Jewish philosophy refers to the conjunction between serious study of philosophy and Jewish theology.

Accepting the results of a given Jewish philosophy will lead to accepting a particular Jewish principle of faith. As with any fusion of religion and philosophy, the attempt is difficult because classical philosophers start with no preconditions for which conclusions they must reach in their investigation, while classical religious believers have a set of religious principles of faith that they hold one must believe.

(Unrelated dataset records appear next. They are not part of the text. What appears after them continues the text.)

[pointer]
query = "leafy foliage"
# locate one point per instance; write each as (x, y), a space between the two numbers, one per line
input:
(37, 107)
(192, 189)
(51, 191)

Some maintain, however, that in reality this critisicm is incorrectly solely directed at religious philosophy. Rabbi Eliyahu Eliezer Dessler (Strive for Truth Vol. 1) contends that no human being can possibly claim objectivity in philosophical investigations with moral implications: "..a person senses in advance that the answer will make a significant difference...On the solution will depend whether he will be obliged for the rest of his life to struggle with his baser desires...or whether he will be able to live without a higher responsibility". On this basis Dessler maintains that only those who have spent years concentrating on the subjugation of their desires to their intellect, can even begin to claim intellectual impartiality. Indeed, according to this it is more likely for religious philosophy to succeed in attaining the truth then secular philosophy.

Some, however, hold that one cannot simultaneously be a philosopher and a true adherent of a revealed religion. In this view, all attempts at synthesis ultimately fail. For example, Rabbi Nachman of Breslov a Hasidic mystic views all philosophy as untrue and heretical. Approaching this point of view from the opposite direction, Baruch Spinoza, a pantheist, views revealed religion as inferior to philosophy, and thus saw traditional Jewish philosophy as an intellectual failure.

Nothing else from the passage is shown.